*Sigh* and where’s where I try my very best to avoid hypocrisy, and probably fail. Here’s the short answers.
1) I’m not usually a fan of racial TFs. Mostly because they are stereotype driven, and frankly, they’re just insulting for the most part. There are some that are done well, but they usually are just as insulting, but fail in interesting ways.
2) I like redneck TF’s because I like the stereotype, and forcing someone to conform to that stereotype is hot.
Do you see my dilemma?
At the heart, racial transformations and class transformations are the same side of the coin. They involve taking someone from outside of that race/class, and forcing them to conform to the norms of that race/class against their will. Each race and class has it’s own unique visual, mental and historical triggers which people like to see in the stories, and these triggers are generally derived from the stereotypical associations these classes represent.

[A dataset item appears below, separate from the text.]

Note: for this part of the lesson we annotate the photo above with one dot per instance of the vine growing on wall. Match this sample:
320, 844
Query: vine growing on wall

Now, if these types of transformations are all of a kind, how in the hell do I defend redneck transformations while saying racial transformations are somehow immoral? After all, no one really lives like the rednecks in my stories–they’re all cliche and horror trope for the most part. They are, in many ways, a class within society which is as downtrodden, disenfranchised, poor, and uneducated as a “ghetto black,” which I have seen in countless racial TF’s. But here, I think, is perhaps the crux of how it works out in my head.
I have no real interest in turning “being a certain race” into someone’s punishment. There is nothing inherently wrong with being black/asian/native american/latino etc. However, in racial TF stories, more often than not, this state of skin change is seen as something inherently negative–and that’s something I just don’t believe is true, or should ever be reinforced.
However, forcing someone into a class, to me, seems slightly more forgiving. I definitely treat “becoming a redneck” as a punishment, but the punishing aspects aren’t derived from anything intrinsic–it’s all circumstantial and learned behaviors. Racial changes that are framed this way tend to bother me much less, for the record, where the skin change is less crucial, and the crux of the TF lies in making the person have the racial experience of blackness–not because that experience is morally wrong–but because it forces them to experience something they could never have imagined. This nuance, however, is not easy to convey, and even harder to write, and if done poorly just makes you a racist, and so I figure it’s probably safer to:
Not use people of color or racial TFs in my stories, unless specifically requested by a commissioner (and even then, I do my best to dissuade them if I can). As shitty as it is to only use white people in stories (and it is a shit choice, trust me) I’d rather do that than grossly insult someone because I undermine a racial experience I could never understand or fathom.
If you’d like to hate on me, feel free. And if you’d like to show me a better way of looking at it, I’d sure appreciate that, because I get real tired of knowing I have this borderline hypocrisy, lol.